Phase 7 - verify and correct link counts...
Maximum metadata LSN (1:1780937) is ahead of log (1:2).
Format log to cycle 4.
done
root@Tower:~# 

 

but still getting this in the disk log after the xfs_repair and trying to change the UUID in 'Settings - Unassigned Devices' and no mounting of the drive:

 

Mar 19 09:10:44 Tower unassigned.devices: Error: shell_exec(/usr/sbin/xfs_admin -U generate /dev/sdd1) took longer than 1s!
Mar 19 09:10:44 Tower unassigned.devices: Changing disk '/dev/sdd' UUID. Result: command timed out
Mar 19 09:10:51 Tower unassigned.devices: Adding disk '/dev/sdd1'...
Mar 19 09:10:51 Tower unassigned.devices: Mount drive command: /sbin/mount -t xfs -o rw,noatime,nodiratime '/dev/sdd1' '/mnt/disks/ST8000DM004-2CX188_ZCT0LQ5W'
Mar 19 09:10:51 Tower kernel: XFS (sdd1): Filesystem has duplicate UUID 5f37ccbd-b83f-40d0-be94-6aa9b2c0c81f - can't mount
Mar 19 09:10:51 Tower unassigned.devices: Mount of '/dev/sdd1' failed. Error message: mount: /mnt/disks/ST8000DM004-2CX188_ZCT0LQ5W: wrong fs type, bad option, bad superblock on /dev/sdd1, missing codepage or helper program, or other error.

 

Thanks!

 

Matt

Link to comment

Thank you again for the command (I don't have a lot of experience with XFS tools)

 

root@Tower:~# xfs_admin -U generate /dev/sdd1
totally zeroed log
Clearing log and setting UUID
writing all SBs
new UUID = df031299-61a0-458e-98b9-9bf4e1cd2f1d
root@Tower:~#

 

So that took a minute or so but worked, but now the disk log shows this when trying to mount:

 

Mar 19 09:16:22 Tower unassigned.devices: Error: shell_exec(/usr/sbin/xfs_admin -U generate /dev/sdd1) took longer than 1s!
Mar 19 09:16:22 Tower unassigned.devices: Changing disk '/dev/sdd' UUID. Result: command timed out
Mar 19 09:31:54 Tower unassigned.devices: Adding disk '/dev/sdd1'...
Mar 19 09:31:54 Tower unassigned.devices: Mount drive command: /sbin/mount -t xfs -o rw,noatime,nodiratime '/dev/sdd1' '/mnt/disks/ST8000DM004-2CX188_ZCT0LQ5W'
Mar 19 09:31:54 Tower kernel: XFS (sdd1): Mounting V5 Filesystem
Mar 19 09:31:54 Tower kernel: XFS (sdd1): Corruption warning: Metadata has LSN (1:1780937) ahead of current LSN (1:2). Please unmount and run xfs_repair (>= v4.3) to resolve.
Mar 19 09:31:54 Tower kernel: XFS (sdd1): log mount/recovery failed: error -22
Mar 19 09:31:54 Tower kernel: XFS (sdd1): log mount failed
Mar 19 09:31:54 Tower unassigned.devices: Mount of '/dev/sdd1' failed. Error message: mount: /mnt/disks/ST8000DM004-2CX188_ZCT0LQ5W: wrong fs type, bad option, bad superblock on /dev/sdd1, missing codepage or helper program, or other error.

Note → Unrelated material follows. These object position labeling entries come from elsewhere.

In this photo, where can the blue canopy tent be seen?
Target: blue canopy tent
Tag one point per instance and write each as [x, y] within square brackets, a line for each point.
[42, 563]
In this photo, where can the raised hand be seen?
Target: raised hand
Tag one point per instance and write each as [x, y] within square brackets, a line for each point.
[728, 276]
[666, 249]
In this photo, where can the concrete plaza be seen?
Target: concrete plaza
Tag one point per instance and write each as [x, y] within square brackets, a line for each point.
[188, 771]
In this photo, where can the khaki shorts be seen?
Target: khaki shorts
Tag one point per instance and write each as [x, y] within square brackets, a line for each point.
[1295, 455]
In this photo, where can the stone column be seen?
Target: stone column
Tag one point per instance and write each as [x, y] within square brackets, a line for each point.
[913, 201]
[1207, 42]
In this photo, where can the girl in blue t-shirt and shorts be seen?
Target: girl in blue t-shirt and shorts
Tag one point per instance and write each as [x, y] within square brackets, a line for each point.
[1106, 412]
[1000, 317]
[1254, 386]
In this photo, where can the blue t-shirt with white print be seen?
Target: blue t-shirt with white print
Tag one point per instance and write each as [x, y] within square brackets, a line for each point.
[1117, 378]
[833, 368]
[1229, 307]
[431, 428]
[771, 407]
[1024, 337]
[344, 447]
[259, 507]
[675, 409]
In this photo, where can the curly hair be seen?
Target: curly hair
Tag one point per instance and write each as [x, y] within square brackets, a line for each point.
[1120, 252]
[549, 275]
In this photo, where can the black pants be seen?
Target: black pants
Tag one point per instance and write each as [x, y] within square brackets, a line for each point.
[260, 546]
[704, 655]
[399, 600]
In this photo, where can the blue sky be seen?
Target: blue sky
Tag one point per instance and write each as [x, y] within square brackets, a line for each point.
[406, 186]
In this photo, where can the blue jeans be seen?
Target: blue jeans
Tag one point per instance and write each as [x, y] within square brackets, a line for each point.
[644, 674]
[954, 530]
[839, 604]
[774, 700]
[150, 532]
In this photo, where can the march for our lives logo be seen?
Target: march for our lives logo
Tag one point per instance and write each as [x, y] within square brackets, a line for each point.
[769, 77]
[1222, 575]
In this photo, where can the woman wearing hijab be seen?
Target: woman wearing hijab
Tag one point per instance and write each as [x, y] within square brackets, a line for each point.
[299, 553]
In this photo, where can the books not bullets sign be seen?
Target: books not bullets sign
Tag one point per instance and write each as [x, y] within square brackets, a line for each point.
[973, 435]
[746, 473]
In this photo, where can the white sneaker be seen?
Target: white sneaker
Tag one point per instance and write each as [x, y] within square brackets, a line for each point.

 I'm not sure what it is asking me to run with xfs_repair. I'll do some research too.

 

Thank you very much for your time and effort, it is appreciated!

 

Matt

Link to comment

Sweet that worked and I can mount it! The "(>= v4.3)" threw me, I thought it was asking to specify a version of the tool.

 

I can move the data back now I hope!

 

By the way what is a safe way to move those files back into place? Should I use 'Krusader' on the UnRAID box to the specific drive or just to the shares from a client machine? I think I have read not to copy directly to the drive share eg. 'Drive 6'.

 

Just so I don't run into this again, did I do something wrong or miss a step when replacing the drive that had issues? I have replaced a couple drives in the past but never had a problem doing it. 

 

You guys need a tip jar (or do you have one?)

 

Thanks again for the assistance!

 

Matt

Edited by MatrixMJK
Link to comment
1 hour ago, MatrixMJK said:

By the way what is a safe way to move those files back into place?

Yes.

 

1 hour ago, MatrixMJK said:

Should I use 'Krusader' on the UnRAID box to the specific drive or just to the shares from a client machine?

If you're using Windows 10 you can use windows explorer to move/copy from the UD device to the array, and the transfer will still be done locally, it won't use the network.

 

1 hour ago, MatrixMJK said:

Just so I don't run into this again, did I do something wrong or miss a step when replacing the drive that had issues?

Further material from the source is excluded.